Re: [commons-codec] branch master updated: [CODEC-264]: Ensure hash128 maintains the sign extension bug.

Posted by Gary Gregory <ga...@gmail.com>.
On Sat, Jan 18, 2020 at 7:35 PM Bruno P. Kinoshita
<br...@yahoo.com.br.invalid> wrote:

> I think we should revert the change in a 1.14.1 or 1.15, and include in
> the release notes what happened.
> From what I understood, this would not break 1.14 users that were not
> using the deprecated methods. And would not affect 1.13 users upgrading to
> 1.14.1 or 1.15 (whichever we choose next).
> It would affect only 1.13 users, who upgraded to 1.14 and kept using the
> deprecated methods, and also store the hashes somewhere?
> And thanks for the summary of the change.
>

My main concern is what will be best for Commons Collections' Bloom
filters. That said, we need to document clearly in the Javadoc what users
can expect.

Gary


> Cheers
> Bruno
> Sent from Yahoo Mail on Android

Re: [commons-codec] branch master updated: [CODEC-264]: Ensure hash128 maintains the sign extension bug.

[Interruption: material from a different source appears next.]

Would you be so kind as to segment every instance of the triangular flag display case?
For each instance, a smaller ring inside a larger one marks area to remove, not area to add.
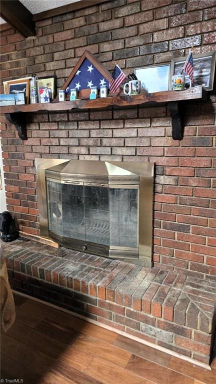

Posted by "Bruno P. Kinoshita" <br...@yahoo.com.br.INVALID>.
I think we should revert the change in a 1.14.1 or 1.15, and include in the release notes what happened.
From what I understood, this would not break 1.14 users that were not using the deprecated methods. And would not affect 1.13 users upgrading to 1.14.1 or 1.15 (whichever we choose next).
It would affect only 1.13 users, who upgraded to 1.14 and kept using the deprecated methods, and also store the hashes somewhere?
And thanks for the summary of the change. 
Cheers
Bruno
Sent from Yahoo Mail on Android

Re: [commons-codec] branch master updated: [CODEC-264]: Ensure hash128 maintains the sign extension bug.

Posted by Alex Herbert <al...@gmail.com>.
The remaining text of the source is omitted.